There are several limitations in the present study. First, the morphologic features of GI lesions could not be evaluated in detail because a full set of endoscopic or radiographic images was not obtained in this nationwide survey. We thus focused on reconfirming the distribution of GI involvement in the present study. Second, the status of H. pylori infection, which presumably affects the incidence of upper GI involvement, could not be identified in all patients. To clarify the true incidence and gender difference of GI involvement in CEAS, further studies with patients negative for H. pylori infection are required. Third, extra-intestinal manifestations found as clinical features of PHO were not evaluated in a formatted manner, suggesting a certain misclassification bias. However, at least one of the three major criteria of PHO was assessed by X-ray evaluation. We thus believe that the presence of those features was appropriately determined in the present study. Finally, the present study included a relatively small number of patients. While we understand that this is the largest case series of CEAS reported to date, further surveillance including international collaboration is necessary.

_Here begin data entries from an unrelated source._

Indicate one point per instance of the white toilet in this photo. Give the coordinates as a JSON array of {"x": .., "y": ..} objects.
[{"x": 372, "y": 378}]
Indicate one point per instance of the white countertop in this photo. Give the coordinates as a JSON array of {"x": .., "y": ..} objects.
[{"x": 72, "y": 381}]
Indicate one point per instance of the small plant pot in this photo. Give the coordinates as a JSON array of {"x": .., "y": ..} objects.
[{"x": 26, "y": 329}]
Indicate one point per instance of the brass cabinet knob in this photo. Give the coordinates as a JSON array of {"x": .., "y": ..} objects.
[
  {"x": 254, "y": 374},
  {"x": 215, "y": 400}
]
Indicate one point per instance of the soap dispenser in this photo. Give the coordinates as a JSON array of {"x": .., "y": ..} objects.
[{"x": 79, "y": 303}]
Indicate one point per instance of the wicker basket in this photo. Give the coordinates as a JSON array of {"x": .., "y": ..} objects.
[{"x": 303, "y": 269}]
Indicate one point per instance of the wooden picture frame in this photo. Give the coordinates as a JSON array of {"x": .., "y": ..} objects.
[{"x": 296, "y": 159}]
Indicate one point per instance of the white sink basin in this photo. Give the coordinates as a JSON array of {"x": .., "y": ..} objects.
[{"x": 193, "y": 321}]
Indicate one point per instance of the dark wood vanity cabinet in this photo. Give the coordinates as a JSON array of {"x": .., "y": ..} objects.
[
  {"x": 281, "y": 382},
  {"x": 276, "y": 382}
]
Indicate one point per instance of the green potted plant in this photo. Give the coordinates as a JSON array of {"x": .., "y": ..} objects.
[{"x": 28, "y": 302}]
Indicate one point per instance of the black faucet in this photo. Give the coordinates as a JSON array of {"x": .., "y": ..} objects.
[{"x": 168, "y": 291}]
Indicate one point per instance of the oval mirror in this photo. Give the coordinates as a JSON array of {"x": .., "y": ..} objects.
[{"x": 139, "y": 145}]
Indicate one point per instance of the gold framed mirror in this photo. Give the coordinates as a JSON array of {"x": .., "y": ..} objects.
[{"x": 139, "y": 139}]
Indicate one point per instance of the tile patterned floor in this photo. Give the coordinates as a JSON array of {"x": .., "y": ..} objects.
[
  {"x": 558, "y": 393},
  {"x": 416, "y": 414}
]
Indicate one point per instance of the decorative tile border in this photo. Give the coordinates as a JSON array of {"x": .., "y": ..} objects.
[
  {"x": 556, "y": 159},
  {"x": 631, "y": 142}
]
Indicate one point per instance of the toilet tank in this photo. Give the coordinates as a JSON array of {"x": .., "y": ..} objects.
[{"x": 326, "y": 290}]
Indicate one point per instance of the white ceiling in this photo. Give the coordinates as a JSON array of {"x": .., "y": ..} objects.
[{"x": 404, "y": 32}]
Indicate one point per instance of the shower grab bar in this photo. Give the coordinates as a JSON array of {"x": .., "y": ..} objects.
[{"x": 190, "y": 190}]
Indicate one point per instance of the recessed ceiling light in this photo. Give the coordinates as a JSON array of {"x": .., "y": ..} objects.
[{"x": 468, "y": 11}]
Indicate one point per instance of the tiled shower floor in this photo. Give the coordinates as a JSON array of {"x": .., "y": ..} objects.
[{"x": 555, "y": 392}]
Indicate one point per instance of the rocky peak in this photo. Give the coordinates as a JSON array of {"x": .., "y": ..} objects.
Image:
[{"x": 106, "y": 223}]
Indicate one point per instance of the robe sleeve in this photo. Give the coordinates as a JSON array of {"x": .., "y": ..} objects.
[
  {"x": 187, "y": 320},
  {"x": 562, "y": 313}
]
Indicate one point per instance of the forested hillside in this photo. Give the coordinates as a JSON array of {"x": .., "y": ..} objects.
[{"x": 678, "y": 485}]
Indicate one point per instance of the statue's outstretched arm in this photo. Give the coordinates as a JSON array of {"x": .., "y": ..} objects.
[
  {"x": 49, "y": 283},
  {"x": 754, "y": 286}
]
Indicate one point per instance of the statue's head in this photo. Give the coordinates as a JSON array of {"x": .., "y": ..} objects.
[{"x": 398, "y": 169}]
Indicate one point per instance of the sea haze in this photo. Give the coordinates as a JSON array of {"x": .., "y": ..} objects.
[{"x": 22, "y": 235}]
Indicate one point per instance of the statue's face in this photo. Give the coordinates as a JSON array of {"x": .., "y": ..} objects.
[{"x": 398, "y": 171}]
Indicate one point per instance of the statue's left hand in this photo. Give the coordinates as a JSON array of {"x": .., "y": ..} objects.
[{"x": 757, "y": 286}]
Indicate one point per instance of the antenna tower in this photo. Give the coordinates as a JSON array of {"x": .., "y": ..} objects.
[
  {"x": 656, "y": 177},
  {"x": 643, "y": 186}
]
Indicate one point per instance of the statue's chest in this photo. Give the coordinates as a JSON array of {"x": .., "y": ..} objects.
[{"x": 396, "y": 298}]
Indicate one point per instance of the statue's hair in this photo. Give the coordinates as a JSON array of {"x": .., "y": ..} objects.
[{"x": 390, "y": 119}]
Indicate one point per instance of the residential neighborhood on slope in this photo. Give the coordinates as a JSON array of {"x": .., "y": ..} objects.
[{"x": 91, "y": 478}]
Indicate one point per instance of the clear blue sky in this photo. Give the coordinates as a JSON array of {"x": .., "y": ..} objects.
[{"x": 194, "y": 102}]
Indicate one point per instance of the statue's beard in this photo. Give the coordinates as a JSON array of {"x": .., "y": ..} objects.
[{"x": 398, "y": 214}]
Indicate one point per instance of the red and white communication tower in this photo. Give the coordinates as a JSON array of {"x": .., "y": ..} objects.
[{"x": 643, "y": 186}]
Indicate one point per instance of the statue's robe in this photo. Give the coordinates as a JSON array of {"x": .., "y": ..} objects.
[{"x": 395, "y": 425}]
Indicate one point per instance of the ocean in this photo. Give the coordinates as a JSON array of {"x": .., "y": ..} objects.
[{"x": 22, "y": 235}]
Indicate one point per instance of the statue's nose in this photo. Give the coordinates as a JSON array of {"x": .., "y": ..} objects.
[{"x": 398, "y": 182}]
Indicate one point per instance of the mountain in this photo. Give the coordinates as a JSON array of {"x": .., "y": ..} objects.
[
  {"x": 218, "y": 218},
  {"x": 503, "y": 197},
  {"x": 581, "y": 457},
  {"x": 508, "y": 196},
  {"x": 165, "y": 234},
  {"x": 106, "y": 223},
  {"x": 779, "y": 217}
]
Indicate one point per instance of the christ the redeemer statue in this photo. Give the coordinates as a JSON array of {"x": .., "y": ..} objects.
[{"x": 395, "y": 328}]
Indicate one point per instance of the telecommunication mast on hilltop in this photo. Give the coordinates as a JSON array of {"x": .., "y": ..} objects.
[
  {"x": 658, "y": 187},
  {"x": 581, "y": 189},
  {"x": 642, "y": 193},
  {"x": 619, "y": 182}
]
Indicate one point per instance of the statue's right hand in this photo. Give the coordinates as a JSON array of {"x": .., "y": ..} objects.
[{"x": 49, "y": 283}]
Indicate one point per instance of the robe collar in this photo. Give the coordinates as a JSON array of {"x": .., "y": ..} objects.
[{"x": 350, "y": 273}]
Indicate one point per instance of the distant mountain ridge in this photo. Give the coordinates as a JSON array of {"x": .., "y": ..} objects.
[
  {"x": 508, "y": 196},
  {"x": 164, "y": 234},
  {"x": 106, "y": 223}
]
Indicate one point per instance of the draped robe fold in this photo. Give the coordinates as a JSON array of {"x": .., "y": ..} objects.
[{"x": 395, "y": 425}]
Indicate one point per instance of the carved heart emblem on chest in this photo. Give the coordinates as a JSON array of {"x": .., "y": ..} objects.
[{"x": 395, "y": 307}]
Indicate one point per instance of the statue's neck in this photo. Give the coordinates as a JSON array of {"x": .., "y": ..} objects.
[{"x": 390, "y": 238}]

In conclusion, this nationwide survey verified the clinical features of CEAS using genetically confirmed patients. We also reconfirmed the female predominance in GI involvement in the disease. Although CEAS is a rare hereditary disease, it should be considered when encountering patients with multiple small intestinal ulcers outside of the terminal ileum. In addition, genetic analysis of SLCO2A1 is key to confirming the disease diagnosis.